All of this leaves Diane Ravitch, a historian and assistant secretary of education under Presidents George H. W. Bush and Bill Clinton, troubled. In her new book Reign of Error, she mounts a well-documented and generally compelling case against the agenda of the “corporate school reform movement” of the last twenty-five years. She takes on its advocacy of testing and accountability as a means of raising the quality of low-performing schools; its promotion of for-profit, nonprofit, and cyber charter schools; its urge to replace professional educators with inexperienced college graduates and swap school board members, superintendents, and principals for corporate executives.

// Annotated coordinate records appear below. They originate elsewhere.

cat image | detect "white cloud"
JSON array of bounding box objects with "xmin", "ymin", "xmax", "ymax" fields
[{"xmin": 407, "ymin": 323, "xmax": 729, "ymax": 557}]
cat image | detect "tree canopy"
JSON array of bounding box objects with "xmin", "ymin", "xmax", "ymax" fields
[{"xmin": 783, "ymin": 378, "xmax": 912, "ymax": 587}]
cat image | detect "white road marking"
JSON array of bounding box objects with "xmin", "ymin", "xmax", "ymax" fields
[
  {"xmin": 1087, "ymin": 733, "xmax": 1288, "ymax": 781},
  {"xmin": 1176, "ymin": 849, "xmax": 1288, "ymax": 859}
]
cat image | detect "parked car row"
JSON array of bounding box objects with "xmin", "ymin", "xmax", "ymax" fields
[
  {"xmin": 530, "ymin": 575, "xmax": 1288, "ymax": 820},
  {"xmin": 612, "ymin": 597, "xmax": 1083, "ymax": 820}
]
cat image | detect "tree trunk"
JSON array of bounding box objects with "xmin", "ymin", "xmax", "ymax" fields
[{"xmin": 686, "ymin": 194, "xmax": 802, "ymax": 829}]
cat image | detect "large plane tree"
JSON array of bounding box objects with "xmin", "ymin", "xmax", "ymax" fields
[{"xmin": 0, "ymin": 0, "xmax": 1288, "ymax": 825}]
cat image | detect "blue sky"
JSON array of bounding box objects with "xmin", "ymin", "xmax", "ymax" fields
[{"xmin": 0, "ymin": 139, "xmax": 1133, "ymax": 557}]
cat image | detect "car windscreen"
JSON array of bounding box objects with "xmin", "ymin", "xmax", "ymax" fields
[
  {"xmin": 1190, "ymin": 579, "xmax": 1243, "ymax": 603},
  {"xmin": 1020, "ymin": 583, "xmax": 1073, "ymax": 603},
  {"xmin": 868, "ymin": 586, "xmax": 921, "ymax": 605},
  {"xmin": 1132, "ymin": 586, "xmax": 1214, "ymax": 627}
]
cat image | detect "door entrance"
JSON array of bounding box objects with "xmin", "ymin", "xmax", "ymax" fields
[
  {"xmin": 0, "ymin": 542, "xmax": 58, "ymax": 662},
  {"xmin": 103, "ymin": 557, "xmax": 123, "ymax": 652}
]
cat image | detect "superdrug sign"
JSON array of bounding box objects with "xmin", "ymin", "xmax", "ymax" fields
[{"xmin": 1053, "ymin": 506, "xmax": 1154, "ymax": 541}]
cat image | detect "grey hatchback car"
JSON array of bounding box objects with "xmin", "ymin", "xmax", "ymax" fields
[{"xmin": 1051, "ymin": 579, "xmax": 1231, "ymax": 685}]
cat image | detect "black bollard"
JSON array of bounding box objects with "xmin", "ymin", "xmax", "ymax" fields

These are familiar complaints. Ravitch’s particular contribution is to unpack the philosophical assumptions guiding the reform movement. Reformers’ goals–higher test scores for all students and a reduced gap in achievement between affluent and poor, white and nonwhite–seem admirable. But Ravitch argues that their achievement comes at the cost of replacing both the ideal and the experience of education as a public good–provided by publicly financed, publicly controlled institutions that aspire to educate future citizens for their public responsibilities and adult lives–with an understanding of education as a private commodity chosen by parents. This commodity, like others, would be produced by rival corporations motivated by profit. Corporations would seek to educate not for the responsibilities of citizenship but for success in competitive markets. The philosophical and ideological commitment to the corporate over the public, Ravitch contends, threatens real damage not only to the education of mostly low-income children, but, more broadly, to our republic and the social compact and civil society on which it rests.